Shareholding: Promoters hold 26.64%, FIIs 25.33%, mutual funds 13.61%, and insurance companies 10.58%. No pledged promoter shares signal financial stability.

Valuation & Peers: DRL trades at 18.5x PE vs. the industry average of 37.3x. Price-to-book is 3.0x. Its ₹1.04 lakh crore market cap places it in the mid-cap pharma space, offering better value than peers like Sun Pharma (34.2x PE, ₹3.92 lakh crore market cap).
Stock Performance: DRL has shown volatility but long-term outperformance. Currently at ₹1,258, it sits between its 52-week high (₹1,421) and low (₹1,020). Technicals suggest a neutral-positive outlook.

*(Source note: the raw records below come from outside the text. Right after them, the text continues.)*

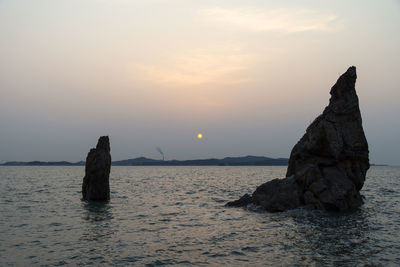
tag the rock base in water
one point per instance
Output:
(96, 185)
(327, 167)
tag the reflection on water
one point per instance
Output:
(96, 218)
(175, 216)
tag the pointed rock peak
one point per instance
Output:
(103, 143)
(345, 83)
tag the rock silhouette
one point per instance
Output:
(96, 185)
(327, 166)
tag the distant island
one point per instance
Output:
(142, 161)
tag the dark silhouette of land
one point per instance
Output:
(142, 161)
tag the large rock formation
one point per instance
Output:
(327, 167)
(96, 185)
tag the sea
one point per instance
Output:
(175, 216)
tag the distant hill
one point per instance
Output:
(142, 161)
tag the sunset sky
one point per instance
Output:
(249, 75)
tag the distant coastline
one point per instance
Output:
(142, 161)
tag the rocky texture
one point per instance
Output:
(327, 167)
(96, 185)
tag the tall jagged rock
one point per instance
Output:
(96, 185)
(327, 167)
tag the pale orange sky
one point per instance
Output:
(249, 75)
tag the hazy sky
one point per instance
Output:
(250, 75)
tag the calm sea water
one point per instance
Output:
(175, 216)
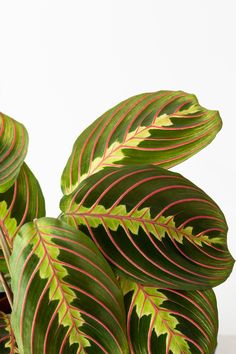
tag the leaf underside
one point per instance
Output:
(162, 128)
(7, 339)
(23, 202)
(154, 226)
(66, 298)
(13, 149)
(161, 321)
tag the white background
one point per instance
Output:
(63, 63)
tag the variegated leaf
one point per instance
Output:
(162, 321)
(7, 339)
(23, 202)
(66, 297)
(161, 128)
(153, 225)
(13, 148)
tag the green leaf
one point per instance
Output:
(13, 149)
(7, 339)
(154, 226)
(161, 321)
(162, 128)
(23, 202)
(66, 297)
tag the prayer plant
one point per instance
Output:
(129, 265)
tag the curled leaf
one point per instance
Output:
(162, 128)
(13, 149)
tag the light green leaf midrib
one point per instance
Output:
(132, 221)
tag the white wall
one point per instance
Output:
(63, 63)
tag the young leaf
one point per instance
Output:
(161, 128)
(23, 202)
(7, 339)
(13, 148)
(153, 225)
(66, 298)
(161, 321)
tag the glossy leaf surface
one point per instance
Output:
(7, 339)
(66, 298)
(153, 225)
(23, 202)
(161, 321)
(13, 148)
(162, 128)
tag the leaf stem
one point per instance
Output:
(7, 289)
(5, 248)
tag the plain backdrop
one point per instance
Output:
(63, 63)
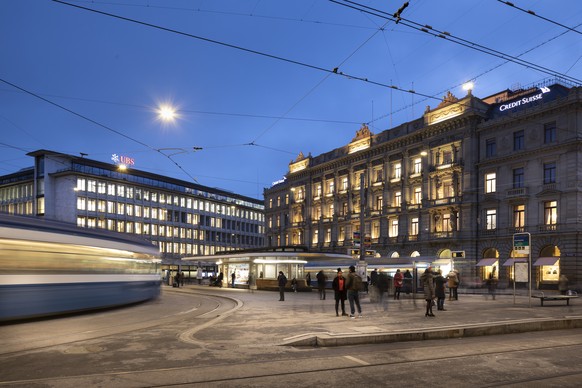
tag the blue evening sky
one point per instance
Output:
(76, 81)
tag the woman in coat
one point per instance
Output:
(429, 291)
(340, 293)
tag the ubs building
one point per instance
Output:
(181, 218)
(477, 185)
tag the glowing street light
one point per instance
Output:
(167, 113)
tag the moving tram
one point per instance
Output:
(49, 268)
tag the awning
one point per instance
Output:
(546, 261)
(486, 262)
(514, 260)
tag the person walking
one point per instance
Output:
(439, 289)
(282, 281)
(453, 280)
(398, 282)
(407, 282)
(427, 279)
(321, 278)
(340, 293)
(354, 286)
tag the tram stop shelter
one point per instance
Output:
(259, 269)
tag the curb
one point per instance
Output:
(459, 331)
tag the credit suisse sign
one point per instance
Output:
(539, 96)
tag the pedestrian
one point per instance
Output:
(407, 282)
(251, 282)
(282, 281)
(354, 285)
(398, 282)
(439, 289)
(492, 284)
(199, 275)
(429, 292)
(321, 279)
(382, 285)
(453, 280)
(340, 293)
(563, 284)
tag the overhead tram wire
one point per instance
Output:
(453, 39)
(98, 124)
(538, 16)
(335, 70)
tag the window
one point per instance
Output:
(378, 173)
(417, 195)
(417, 166)
(397, 170)
(518, 140)
(414, 226)
(393, 232)
(344, 183)
(491, 219)
(549, 173)
(550, 212)
(518, 178)
(490, 182)
(490, 148)
(550, 132)
(519, 216)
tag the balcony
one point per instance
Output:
(519, 192)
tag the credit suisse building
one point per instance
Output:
(180, 217)
(463, 185)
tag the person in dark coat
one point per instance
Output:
(427, 279)
(321, 278)
(407, 282)
(282, 281)
(439, 288)
(340, 293)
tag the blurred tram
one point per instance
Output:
(49, 268)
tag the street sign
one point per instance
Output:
(521, 243)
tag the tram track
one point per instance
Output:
(353, 361)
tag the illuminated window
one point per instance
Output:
(397, 171)
(491, 219)
(490, 182)
(518, 178)
(417, 195)
(414, 226)
(81, 203)
(550, 212)
(417, 166)
(518, 140)
(398, 199)
(81, 184)
(519, 216)
(393, 231)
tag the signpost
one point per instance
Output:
(522, 245)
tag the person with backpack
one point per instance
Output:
(354, 285)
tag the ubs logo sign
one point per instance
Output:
(125, 160)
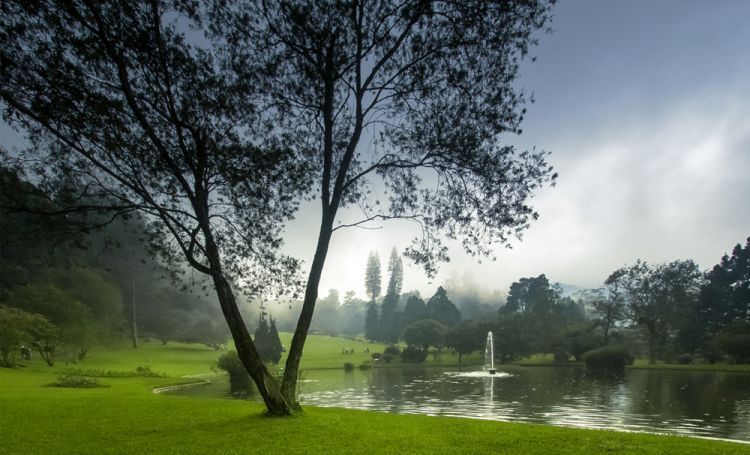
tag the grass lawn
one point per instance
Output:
(126, 417)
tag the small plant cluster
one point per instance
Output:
(77, 381)
(610, 357)
(141, 371)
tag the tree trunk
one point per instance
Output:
(267, 385)
(651, 345)
(291, 369)
(132, 305)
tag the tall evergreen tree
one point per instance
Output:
(442, 310)
(372, 277)
(388, 327)
(414, 310)
(371, 322)
(372, 287)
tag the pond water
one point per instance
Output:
(708, 404)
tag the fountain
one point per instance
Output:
(489, 354)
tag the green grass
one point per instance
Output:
(127, 417)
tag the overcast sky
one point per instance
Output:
(645, 106)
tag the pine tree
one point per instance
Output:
(371, 322)
(388, 328)
(372, 277)
(443, 310)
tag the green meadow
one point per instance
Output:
(125, 416)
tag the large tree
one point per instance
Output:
(398, 108)
(389, 326)
(116, 96)
(657, 298)
(401, 108)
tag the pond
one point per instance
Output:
(709, 404)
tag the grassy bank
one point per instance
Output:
(126, 417)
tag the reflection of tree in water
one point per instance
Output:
(717, 399)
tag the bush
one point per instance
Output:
(561, 356)
(610, 357)
(77, 382)
(142, 371)
(393, 350)
(735, 342)
(413, 354)
(238, 376)
(684, 359)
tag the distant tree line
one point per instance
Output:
(71, 281)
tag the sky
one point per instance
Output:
(645, 108)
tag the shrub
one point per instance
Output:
(735, 342)
(561, 356)
(684, 359)
(393, 350)
(231, 363)
(611, 357)
(142, 371)
(413, 354)
(77, 382)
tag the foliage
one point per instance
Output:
(608, 357)
(442, 310)
(14, 332)
(392, 349)
(657, 298)
(138, 372)
(207, 332)
(231, 363)
(425, 333)
(513, 336)
(76, 381)
(46, 339)
(92, 288)
(531, 296)
(413, 354)
(371, 322)
(607, 305)
(118, 98)
(684, 359)
(372, 277)
(74, 325)
(465, 338)
(415, 310)
(578, 341)
(432, 87)
(734, 340)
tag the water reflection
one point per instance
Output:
(690, 403)
(677, 402)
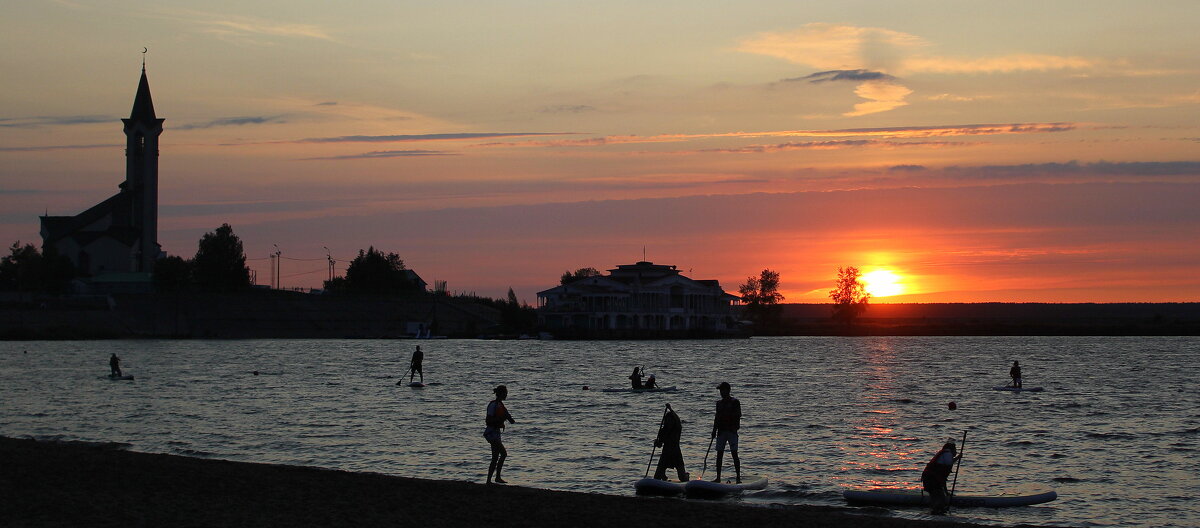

Balance Sheet: Debt-to-equity is a low 0.14, with ₹2,450 crore net cash as of March 2025. FY2025 capex was ₹2,700 crore, with similar spending planned for FY2026. Q1 FY26 free cash flow was ₹451 crore, supporting dividends (0.64% yield).
With strong financial health, global reach, a growing biosimilar portfolio, and attractive valuations, DRL remains a compelling long-term investment despite regulatory and pricing challenges.